The One Big Happy from February 9th:
in other words > nudder words. Part of this is just ordinary stuff in connected casual speech. Then there’s the [d] for standard [ð] in other.
Connected casual speech. In ordinary speech, words are not separately articulated, but are bundled into phonological units of various sizes. In particular, words that are normally unaccented (articles, short prepositions, and the like) are incorporated into larger word-like phonological units. So an íce man and a níce man are ordinary pronounced the same (with an [n] serving as onset of the second syllable, regardless of its place in a syntactic analysis of the phrase).

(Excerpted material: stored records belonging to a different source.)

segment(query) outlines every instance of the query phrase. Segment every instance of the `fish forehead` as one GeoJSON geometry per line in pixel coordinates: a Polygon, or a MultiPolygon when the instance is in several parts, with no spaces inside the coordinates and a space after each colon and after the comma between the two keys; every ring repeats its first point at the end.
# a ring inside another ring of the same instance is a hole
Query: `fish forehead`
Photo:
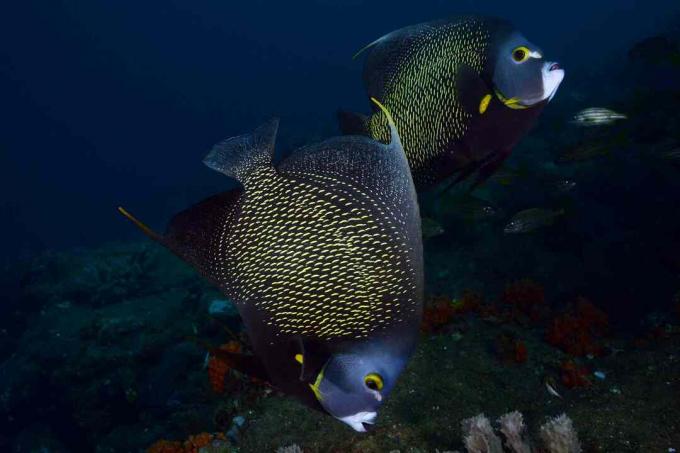
{"type": "Polygon", "coordinates": [[[235,298],[277,334],[363,338],[418,310],[415,263],[397,213],[329,175],[267,174],[249,184],[219,254],[235,298]]]}

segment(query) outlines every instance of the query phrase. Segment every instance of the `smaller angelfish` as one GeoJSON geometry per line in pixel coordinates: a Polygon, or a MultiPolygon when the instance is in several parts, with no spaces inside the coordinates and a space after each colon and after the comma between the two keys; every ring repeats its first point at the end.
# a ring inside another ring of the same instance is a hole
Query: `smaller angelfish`
{"type": "Polygon", "coordinates": [[[572,119],[572,123],[579,126],[607,126],[615,123],[618,120],[628,119],[623,113],[617,113],[613,110],[603,107],[590,107],[581,110],[572,119]]]}
{"type": "Polygon", "coordinates": [[[564,215],[564,209],[530,208],[520,211],[510,219],[503,232],[507,234],[530,233],[539,228],[550,226],[555,220],[564,215]]]}

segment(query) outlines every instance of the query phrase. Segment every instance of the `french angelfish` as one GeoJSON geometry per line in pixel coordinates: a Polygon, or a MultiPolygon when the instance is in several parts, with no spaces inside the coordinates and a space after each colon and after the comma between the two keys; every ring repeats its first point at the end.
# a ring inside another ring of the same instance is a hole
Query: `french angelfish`
{"type": "MultiPolygon", "coordinates": [[[[564,78],[557,63],[501,19],[413,25],[372,42],[363,79],[394,117],[413,180],[432,188],[476,173],[483,182],[526,134],[564,78]]],[[[357,54],[358,55],[358,54],[357,54]]],[[[340,129],[386,142],[387,118],[340,111],[340,129]]]]}
{"type": "Polygon", "coordinates": [[[420,217],[393,125],[387,145],[336,137],[272,164],[278,120],[204,163],[243,186],[180,212],[152,238],[235,302],[254,355],[232,366],[356,431],[374,423],[418,338],[420,217]]]}

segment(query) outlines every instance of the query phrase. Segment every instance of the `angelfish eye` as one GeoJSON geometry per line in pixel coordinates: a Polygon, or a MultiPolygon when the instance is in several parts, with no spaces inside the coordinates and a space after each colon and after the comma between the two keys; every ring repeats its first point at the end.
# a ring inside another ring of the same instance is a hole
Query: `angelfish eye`
{"type": "Polygon", "coordinates": [[[383,388],[383,379],[377,373],[370,373],[364,377],[364,384],[371,390],[380,391],[383,388]]]}
{"type": "Polygon", "coordinates": [[[525,46],[520,46],[512,51],[512,59],[515,60],[517,63],[524,63],[529,59],[530,54],[531,51],[528,48],[526,48],[525,46]]]}

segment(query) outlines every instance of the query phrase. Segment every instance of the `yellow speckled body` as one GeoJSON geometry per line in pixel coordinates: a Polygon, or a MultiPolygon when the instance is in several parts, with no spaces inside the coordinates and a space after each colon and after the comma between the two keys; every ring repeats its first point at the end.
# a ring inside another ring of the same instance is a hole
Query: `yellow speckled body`
{"type": "Polygon", "coordinates": [[[246,183],[236,222],[216,231],[216,271],[275,333],[365,338],[418,311],[418,263],[398,221],[347,178],[263,167],[246,183]]]}
{"type": "Polygon", "coordinates": [[[243,189],[179,213],[159,240],[235,302],[271,382],[310,402],[298,355],[305,367],[356,344],[410,355],[423,292],[417,196],[396,132],[389,145],[327,140],[274,167],[272,124],[214,148],[206,164],[243,189]]]}
{"type": "MultiPolygon", "coordinates": [[[[468,130],[472,113],[463,106],[462,87],[454,75],[464,67],[482,73],[489,43],[485,25],[470,19],[422,27],[409,38],[408,51],[390,52],[389,63],[382,56],[367,63],[367,73],[387,73],[379,93],[367,81],[369,94],[382,99],[392,112],[419,183],[435,182],[436,176],[428,171],[430,162],[438,150],[460,140],[468,130]]],[[[374,138],[389,138],[382,112],[371,116],[369,130],[374,138]]]]}
{"type": "MultiPolygon", "coordinates": [[[[495,95],[496,44],[511,33],[505,21],[465,16],[396,30],[365,49],[367,94],[394,117],[419,189],[504,159],[540,112],[495,95]]],[[[389,137],[377,109],[365,119],[341,112],[340,123],[346,134],[389,137]]]]}

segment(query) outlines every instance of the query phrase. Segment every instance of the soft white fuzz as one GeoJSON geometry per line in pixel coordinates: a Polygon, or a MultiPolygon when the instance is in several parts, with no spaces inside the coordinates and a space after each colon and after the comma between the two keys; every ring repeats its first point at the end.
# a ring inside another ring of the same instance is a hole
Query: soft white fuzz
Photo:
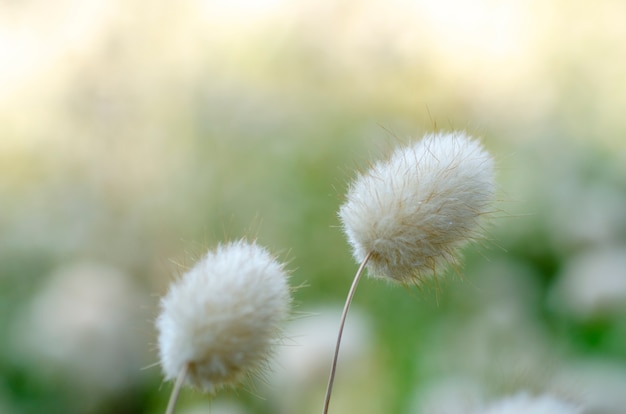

(Note: the two phrases can be distinguished in a careful pronunciation, but they are usually not.)
Like the indefinite article, the preposition in is usually unaccented, with alternative pronunciations [ɪn] and [n̩] (syllabic n) — and in casual speech the latter can be simplified to the consonant [n]. That gives us the n in the spelling nudder.
The fate of the voiced dental fricative [ð] in various varieties of English is complex. Intervocalically, as in other, brother, father, bathing, some varieties of English simplify the gesture to a voiced dental stop [d̪] or even to a voiced alveolar stop [d] — pronunciations that are often conventionally represented in spelling as dd.
These pronunciations are sociolinguistically marked, by association with an assortment of working-class varieties (of several ethnicities). But they’re also common in child phonology; in the cartoon, the [d̪] or [d] of nudder is presumably a remnant of Joe’s earlier pronunciation.